On Thu, Jul 26, 2012 at 11:11 PM, Florin Iucha <florin at iucha.net> wrote:

> On Tue, Jul 24, 2012 at 12:04:00AM -0500, Brian wrote:
> > This months PenguinsUnbound.com meeting will be
> > Saturday July 28th at TIES,
> > 1667 Snelling Ave. N., St. Paul, MN 55108
> > from 10:00am to 12:00pm
> > (See the web site http://www.penguinsunbound.com for directions and more
> > info.)
> >
> > Samba/CIFS
> >
> > Christopher R. Hertel will talk about Samba/CIFS.
> >
> > He wrote the book on it...
> >   http://ubiqx.org/cifs/
> >
> > I hope to see you there!
>
> Brian,
>
> Can you relay questions from the people not in attendance?
>
> "What can I do to get Samba 3.6.0 (Debian) to perform acceptably?"
>
> Context:  I have a workstation W (running Windows 7 Professional 64 bit)
> and a server S running Debian GNU/Linux 64 bit).  The workstation is a
> 6-core Xeon, the server is a 4-core i7, both with hyperthreading.  The
> workstation has 12GB of RAM, the server has 16.  The workstation has
> on-board dual Intel gigabit Ethernet controllers (with Jumbo frames
> enabled, IP checksum offload, TCP checksum offload, ...). The server
> has dual Marvell SysKonnect gigabit Ethernet controllers (with Jumbo
> frames enabled, IP checksum offload, TCP checksum offload, ...). They
> are connected via a Cisco SG300-10 managed gigabit switch with Jumbo
> frames enabled.
>
> I have installed a fresh copy of Debian wheezy (kernel 3.2.0, samba
> 3.6.0).  On the system hard drive (Samsung 1TB, 7200 RPM) I have created
> two logical volumes, formatted one with XFS (or ext4) and one exported
> through iSCSI.
>
> iperf with 128KB window on the Linux side and 1024KB window and 1024KB
> length of buffer to send determines the speed to be 801mbit/second.
>
> Importing the iSCSI partition on Windows, formatting it with NTFS,
> then copying 11GB (basically tarring up C:\Program Files using 7-zip,
> no compression) and monitoring the performance with 'dstat 5' on Linux
> produces a steady stream of network receives and disk writes at 75-79
> MBytes/second.
>
> Connecting the mounted filesystem that is exported via Samba and writing
> the same test file produces network receive rates that fluctuate between
> 21 MBytes/s and 51 MBytes/s (but clustered around 35-43 MBytes/s)

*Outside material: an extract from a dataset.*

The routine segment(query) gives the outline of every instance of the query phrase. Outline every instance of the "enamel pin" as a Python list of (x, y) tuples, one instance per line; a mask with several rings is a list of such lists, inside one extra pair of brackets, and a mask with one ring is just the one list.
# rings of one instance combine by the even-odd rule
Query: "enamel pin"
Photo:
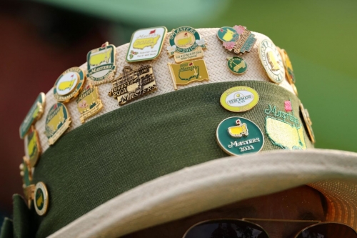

> The disk writes are also interesting, as they go between 2.5KBytes/s
> to 136MBytes/s.
>
> Other than the test, the boxes are completely idle.
>
> The only changes to the [global] section in smb.conf are:
>
>    socket options = TCP_NODELAY SO_RCVBUF=131072 SO_SNDBUF=131072
>    min receivefile size = 16384
>
> Thank you,
> florin
>
>
>
 With iSCSI, where is the filesystem management overhead?  Is the
filesystem overhead is on the client side with the server just receiving
low-level I/O operations that go straight to disk, whereas with CIFS the
server is having to handle mapping the I/O from the filesystem layer
through to hardware layer, causing it to be slower on it's responses
(ACKS)?  I've never worked with it myself... just curious.